My mouth suddenly felt dry. “Um...what sort of questions?”
“Any that I want. And remember, the slightest lie will destroy you.”
“Give me the bloody feather.”
As he handed it to me, the feather stopped glowing, but it felt warmer and heavier than a feather should.
“It’s the tail feather from a bennu,” Anubis explained, “what you’d call a phoenix. It weighs exactly the same as a human soul. Are you ready?”

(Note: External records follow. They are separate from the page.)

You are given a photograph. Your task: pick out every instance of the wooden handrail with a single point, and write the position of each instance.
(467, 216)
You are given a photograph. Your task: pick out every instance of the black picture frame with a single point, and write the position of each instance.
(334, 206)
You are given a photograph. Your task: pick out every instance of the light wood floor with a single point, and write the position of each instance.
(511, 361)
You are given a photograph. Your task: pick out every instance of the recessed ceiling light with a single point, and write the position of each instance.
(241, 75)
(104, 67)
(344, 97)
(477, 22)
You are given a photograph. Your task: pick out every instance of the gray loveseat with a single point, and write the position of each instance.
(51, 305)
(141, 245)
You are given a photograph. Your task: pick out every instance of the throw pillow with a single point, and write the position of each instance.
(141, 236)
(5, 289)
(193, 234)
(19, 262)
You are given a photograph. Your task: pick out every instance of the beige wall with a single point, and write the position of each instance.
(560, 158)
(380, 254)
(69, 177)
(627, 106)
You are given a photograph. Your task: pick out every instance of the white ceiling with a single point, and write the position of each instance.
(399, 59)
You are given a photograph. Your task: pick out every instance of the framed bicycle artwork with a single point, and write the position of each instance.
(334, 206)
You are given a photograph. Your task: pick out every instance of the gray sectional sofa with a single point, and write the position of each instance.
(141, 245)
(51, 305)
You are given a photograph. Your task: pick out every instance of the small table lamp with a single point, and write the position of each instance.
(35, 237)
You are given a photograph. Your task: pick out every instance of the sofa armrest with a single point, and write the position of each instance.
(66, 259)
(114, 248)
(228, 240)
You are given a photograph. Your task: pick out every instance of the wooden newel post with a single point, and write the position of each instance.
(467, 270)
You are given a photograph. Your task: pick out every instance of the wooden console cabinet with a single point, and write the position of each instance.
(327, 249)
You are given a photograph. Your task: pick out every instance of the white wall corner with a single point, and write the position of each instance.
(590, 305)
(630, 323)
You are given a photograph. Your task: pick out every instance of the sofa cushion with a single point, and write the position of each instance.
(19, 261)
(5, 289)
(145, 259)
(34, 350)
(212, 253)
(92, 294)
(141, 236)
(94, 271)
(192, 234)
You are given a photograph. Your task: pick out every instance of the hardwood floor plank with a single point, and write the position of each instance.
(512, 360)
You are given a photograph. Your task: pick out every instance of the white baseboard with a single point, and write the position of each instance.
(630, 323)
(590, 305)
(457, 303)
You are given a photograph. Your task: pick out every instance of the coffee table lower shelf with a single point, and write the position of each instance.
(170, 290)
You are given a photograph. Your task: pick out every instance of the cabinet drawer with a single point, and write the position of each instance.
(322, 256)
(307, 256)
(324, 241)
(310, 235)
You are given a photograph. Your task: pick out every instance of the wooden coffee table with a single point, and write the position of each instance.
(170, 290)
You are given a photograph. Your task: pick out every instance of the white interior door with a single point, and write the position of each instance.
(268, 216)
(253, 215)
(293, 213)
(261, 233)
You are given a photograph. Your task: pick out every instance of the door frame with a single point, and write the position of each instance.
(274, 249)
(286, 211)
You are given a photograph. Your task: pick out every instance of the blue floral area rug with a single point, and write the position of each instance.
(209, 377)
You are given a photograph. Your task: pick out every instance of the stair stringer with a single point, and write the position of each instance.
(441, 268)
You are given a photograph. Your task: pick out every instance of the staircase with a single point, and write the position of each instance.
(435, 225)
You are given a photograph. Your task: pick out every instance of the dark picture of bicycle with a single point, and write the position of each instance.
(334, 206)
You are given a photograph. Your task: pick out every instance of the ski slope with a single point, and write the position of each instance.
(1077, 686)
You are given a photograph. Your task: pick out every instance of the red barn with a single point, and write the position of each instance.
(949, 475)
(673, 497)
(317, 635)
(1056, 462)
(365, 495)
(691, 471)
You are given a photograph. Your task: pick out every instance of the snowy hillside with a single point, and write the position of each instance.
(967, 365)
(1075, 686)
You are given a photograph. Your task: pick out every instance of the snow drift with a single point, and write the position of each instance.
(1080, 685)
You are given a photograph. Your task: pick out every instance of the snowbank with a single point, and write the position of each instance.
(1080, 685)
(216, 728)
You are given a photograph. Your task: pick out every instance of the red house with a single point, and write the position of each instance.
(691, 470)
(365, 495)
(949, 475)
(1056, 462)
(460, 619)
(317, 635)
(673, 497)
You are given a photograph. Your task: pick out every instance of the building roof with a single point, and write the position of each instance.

“No,” I said, which must’ve been truthful, as I didn’t burn up. “Does that count as one question?”
Anubis actually smiled, which was quite dazzling. “I suppose it does. You bargain like a Phoenician sea trader, Sadie Kane. Second question, then: Would you give your life for your brother?”
“Yes,” I said immediately.
(I know. It surprised me too. But holding the feather forced me to be truthful. Obviously it didn’t make me any wiser.)
Anubis nodded, apparently not surprised. “Final question: If it means saving the world, are you prepared to lose your father?”
“That’s not a fair question!”
“Answer it honestly.”
How could I answer something like that? It wasn’t a simple yes/no.
Of course I knew the “right” answer. The heroine is supposed to refuse to sacrifice her father. Then she boldly goes off and saves her dad and the world, right? But what if it really was one or the other? The whole world was an awfully large place: Gran and Gramps, Carter, Uncle Amos, Bast, Khufu, Liz and Emma, everyone I’d ever known. What would my dad say if I chose him instead?
“If...if there really was no other way,” I said, “no other way at all— Oh, come off. It’s a ridiculous question.”
The feather began to glow.
“All right,” I relented. “If I had to, then I suppose...I suppose I would save the world.”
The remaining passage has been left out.